(warning, rambling stream of consciousness...)
I’ve written a bit about closure and normalization. But over the last few weeks I’ve come to realize that it’s a moving target. And perhaps one without a bullseye.
I’m still struggling with finding a post-career, cancery-life, “new normal.” Unlike retirement, I didn’t plan for (on) this and the decision to stop working came somewhat suddenly. It’s been quite an awakening as to just how much work had dominated my life. Career & work… Isn't it interesting how we use these words to try and compartmentalize what in many cases is really the driving force in our lives?
Maybe the illusion of compartmentalization is universal? How else could so many of us allow a “job” to rule our lives? Ask anyone who knows me well and I think they would say that I was someone who had a full life outside of work. But despite that, the job always won out in the end. If there was a project that needed completing (and there were always projects…) or some other “important” thing that needed to get done, I did it. For many years running, I never used all of my vacation and often had more than half of it left to carry over into the following year. I kept telling myself I was saving up for the “big trip” but never got around to taking it.
Even after I was diagnosed and should have been totally focused on my own needs, I allowed work to keep running my life. I had two major surges in aggressive disease activity that may have been driven in a large part by excessive work stress. Yup, I can be a slow learner…
I would tell myself that working was the best way to keep my mind off the fact that I had stage IV disease and ultimately, a terminal diagnosis. Now in retrospect, what the hell was I thinking?.. That somehow my job was going to make it all go away? Or that I could keep going on like this was just a “chronic” disease? Even more troubling, that I was somehow so important to the “institution” that it trumped my health? And was it that important to my self esteem? All of these questions have been swirling around in my head as I try to make sense out of the whole thing.
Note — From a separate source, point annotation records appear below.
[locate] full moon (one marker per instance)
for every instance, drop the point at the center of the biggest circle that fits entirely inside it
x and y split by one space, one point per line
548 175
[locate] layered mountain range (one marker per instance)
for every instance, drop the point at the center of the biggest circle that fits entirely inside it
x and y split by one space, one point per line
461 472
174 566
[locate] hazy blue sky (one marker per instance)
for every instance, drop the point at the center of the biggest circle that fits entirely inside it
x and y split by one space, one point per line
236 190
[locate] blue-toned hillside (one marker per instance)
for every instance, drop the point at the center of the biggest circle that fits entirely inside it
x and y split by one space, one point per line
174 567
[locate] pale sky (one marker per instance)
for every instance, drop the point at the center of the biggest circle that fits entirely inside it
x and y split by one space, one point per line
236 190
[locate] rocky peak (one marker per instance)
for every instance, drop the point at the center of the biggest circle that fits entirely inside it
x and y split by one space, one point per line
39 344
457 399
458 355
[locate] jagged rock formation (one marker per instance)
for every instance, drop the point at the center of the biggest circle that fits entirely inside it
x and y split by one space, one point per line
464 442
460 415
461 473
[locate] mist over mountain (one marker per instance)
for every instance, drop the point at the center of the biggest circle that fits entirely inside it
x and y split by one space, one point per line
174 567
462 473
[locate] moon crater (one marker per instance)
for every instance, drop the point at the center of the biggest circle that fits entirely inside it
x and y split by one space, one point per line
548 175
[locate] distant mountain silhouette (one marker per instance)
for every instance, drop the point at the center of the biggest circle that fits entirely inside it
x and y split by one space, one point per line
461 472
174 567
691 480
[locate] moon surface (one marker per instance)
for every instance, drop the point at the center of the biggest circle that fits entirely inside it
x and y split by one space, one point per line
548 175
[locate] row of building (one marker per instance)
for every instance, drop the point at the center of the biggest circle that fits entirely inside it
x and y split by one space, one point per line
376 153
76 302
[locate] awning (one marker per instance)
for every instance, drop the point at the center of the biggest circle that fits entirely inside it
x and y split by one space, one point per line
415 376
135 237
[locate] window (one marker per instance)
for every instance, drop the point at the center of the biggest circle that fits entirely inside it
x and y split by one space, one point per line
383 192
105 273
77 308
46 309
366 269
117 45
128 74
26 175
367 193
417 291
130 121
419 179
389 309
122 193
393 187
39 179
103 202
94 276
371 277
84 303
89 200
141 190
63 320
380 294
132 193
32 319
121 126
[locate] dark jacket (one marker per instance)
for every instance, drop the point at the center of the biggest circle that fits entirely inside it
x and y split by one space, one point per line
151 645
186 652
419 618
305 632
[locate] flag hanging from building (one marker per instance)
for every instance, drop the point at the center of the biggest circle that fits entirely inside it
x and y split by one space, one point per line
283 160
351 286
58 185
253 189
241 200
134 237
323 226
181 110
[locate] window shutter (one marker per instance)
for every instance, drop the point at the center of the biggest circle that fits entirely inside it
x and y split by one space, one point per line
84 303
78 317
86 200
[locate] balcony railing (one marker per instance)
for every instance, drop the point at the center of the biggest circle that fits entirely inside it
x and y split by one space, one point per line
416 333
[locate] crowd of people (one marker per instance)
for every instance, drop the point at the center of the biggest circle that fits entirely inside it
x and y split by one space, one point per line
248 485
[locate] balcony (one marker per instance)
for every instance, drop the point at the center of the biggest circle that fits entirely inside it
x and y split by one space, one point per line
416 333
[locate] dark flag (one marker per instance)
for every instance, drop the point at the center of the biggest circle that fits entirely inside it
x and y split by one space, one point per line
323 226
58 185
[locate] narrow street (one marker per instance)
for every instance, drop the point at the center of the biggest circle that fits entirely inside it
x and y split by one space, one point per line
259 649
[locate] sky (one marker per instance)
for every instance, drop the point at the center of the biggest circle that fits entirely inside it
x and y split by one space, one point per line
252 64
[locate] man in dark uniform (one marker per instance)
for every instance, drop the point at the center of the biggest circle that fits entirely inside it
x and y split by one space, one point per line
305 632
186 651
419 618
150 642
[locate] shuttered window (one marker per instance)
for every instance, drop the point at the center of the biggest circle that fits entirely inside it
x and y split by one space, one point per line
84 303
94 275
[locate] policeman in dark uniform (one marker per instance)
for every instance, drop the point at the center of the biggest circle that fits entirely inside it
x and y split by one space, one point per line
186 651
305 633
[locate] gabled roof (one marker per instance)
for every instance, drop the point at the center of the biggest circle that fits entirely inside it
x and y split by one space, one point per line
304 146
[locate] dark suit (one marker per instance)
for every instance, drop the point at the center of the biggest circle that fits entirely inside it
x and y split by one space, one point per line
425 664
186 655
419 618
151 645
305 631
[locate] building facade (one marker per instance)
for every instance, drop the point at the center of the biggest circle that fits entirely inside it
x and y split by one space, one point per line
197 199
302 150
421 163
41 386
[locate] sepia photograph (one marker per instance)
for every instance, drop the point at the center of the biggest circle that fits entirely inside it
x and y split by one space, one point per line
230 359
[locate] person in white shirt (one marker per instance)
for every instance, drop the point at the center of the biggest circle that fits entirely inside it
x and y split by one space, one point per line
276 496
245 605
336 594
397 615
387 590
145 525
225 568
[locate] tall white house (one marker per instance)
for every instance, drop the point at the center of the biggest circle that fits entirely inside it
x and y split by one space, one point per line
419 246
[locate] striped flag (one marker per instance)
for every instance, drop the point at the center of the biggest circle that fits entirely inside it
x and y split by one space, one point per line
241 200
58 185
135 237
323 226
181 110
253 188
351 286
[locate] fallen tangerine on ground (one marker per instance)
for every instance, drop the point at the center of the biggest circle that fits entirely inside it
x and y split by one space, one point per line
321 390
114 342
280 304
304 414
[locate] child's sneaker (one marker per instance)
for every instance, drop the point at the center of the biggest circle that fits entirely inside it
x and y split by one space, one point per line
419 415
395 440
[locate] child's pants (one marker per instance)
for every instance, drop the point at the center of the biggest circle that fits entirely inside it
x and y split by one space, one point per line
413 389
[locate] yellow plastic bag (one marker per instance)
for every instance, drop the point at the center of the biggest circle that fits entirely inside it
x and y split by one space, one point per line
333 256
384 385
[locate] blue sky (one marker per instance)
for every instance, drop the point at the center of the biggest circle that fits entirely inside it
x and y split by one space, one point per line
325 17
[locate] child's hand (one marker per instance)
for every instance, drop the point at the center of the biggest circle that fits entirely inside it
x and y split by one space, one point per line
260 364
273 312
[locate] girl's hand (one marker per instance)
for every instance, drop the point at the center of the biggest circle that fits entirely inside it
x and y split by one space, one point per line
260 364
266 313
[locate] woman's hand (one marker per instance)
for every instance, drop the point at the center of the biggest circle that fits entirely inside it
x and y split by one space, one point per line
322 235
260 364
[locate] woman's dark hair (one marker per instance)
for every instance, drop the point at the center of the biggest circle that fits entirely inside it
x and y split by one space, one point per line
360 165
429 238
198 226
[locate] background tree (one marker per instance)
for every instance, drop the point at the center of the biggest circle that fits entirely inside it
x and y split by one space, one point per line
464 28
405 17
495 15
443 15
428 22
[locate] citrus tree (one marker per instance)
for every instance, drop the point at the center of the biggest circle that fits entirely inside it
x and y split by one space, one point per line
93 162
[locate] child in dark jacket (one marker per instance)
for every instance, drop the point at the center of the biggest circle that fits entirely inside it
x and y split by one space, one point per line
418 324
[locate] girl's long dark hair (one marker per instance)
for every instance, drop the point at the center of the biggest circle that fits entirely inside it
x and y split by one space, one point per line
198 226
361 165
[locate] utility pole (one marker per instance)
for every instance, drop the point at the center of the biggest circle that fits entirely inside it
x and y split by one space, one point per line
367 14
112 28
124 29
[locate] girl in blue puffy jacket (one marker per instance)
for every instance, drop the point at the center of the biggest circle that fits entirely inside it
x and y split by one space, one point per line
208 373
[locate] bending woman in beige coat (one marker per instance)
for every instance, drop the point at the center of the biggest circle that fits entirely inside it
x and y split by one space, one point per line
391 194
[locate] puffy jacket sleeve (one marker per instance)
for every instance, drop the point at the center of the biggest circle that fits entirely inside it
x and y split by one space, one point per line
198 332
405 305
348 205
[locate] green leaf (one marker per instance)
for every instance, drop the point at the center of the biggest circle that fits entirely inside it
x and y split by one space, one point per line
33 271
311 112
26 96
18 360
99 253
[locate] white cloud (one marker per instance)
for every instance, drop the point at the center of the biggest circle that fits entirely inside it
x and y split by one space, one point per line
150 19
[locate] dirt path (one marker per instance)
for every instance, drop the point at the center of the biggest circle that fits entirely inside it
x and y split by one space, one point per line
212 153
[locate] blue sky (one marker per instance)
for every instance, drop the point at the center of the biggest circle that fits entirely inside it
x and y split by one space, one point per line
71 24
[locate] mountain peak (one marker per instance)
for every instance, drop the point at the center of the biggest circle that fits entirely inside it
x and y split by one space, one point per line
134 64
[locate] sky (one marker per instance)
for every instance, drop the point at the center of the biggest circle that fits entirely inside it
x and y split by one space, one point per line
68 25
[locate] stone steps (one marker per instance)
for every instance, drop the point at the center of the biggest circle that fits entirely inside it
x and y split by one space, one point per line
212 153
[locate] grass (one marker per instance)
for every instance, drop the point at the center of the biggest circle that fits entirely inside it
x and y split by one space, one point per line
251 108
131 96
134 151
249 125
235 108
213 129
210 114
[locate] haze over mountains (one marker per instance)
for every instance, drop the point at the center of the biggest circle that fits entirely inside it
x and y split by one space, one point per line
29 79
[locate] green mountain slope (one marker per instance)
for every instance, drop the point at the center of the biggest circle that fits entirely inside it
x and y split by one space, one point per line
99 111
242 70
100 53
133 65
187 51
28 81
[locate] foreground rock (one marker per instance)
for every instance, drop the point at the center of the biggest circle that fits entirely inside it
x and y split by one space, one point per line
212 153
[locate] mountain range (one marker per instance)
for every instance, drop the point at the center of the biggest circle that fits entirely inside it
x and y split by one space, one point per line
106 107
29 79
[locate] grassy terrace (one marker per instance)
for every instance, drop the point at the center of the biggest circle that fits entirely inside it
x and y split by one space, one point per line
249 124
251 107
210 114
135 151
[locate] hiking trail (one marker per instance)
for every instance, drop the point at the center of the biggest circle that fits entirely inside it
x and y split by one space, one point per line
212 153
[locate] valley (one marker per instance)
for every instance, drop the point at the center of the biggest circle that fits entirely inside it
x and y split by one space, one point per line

Several months ago my buddy Tim who is a Professor of Philosophy, used his considerable skills of reasoning to convince me that my worries about going out on disability were unfounded. I had managed to go off on a moral tangent, thinking that I wasn’t sick enough to become a “burden” on society… And I was also rambling on about how important my "work" was. His arguments being that one; I have stage IV cancer and it didn’t matter if I was still (mostly) physically able to work and two; the institution wouldn’t really care that I was gone. He wasn’t talking about the people I worked with but rather the actual institution, the “thing” that I worked for. Talk about stopping dead in my tracks.
I was already starting to come around to the first argument thanks to the frequent reminders from my Oncology team but number two, that was something I hadn’t considered. It wasn’t that I saw myself as irreplaceable but I rather that I felt I was contributing to something important, something bigger than myself so to speak. But his words cut right through all that. “It,” the institution, would just keep right on going without missing a beat.
People would miss me, and things would change because of my absence but my contributions would begin to fade to the point of becoming nothing more than passing memories. How could it be any different? That’s how the world works whether we want to face up to it or not. It goes back to that Buddhist thing I’ve talked about so often, impermanence. My career was just as impermanent as everything thing else. It ended with no fanfare or accolades (the kind of stuff we aspired to in academia…), no gold watch or retirement, I just quietly slipped away. And now? Now I’ll fade from the institutional memory. It's already happening.
It took that revelation to help me break free of the self imposed “institution of work” as I’ve come to think of it. Over the weekend Tim and I talked about all of this again and it made me realize just how far I've come. And it's ok.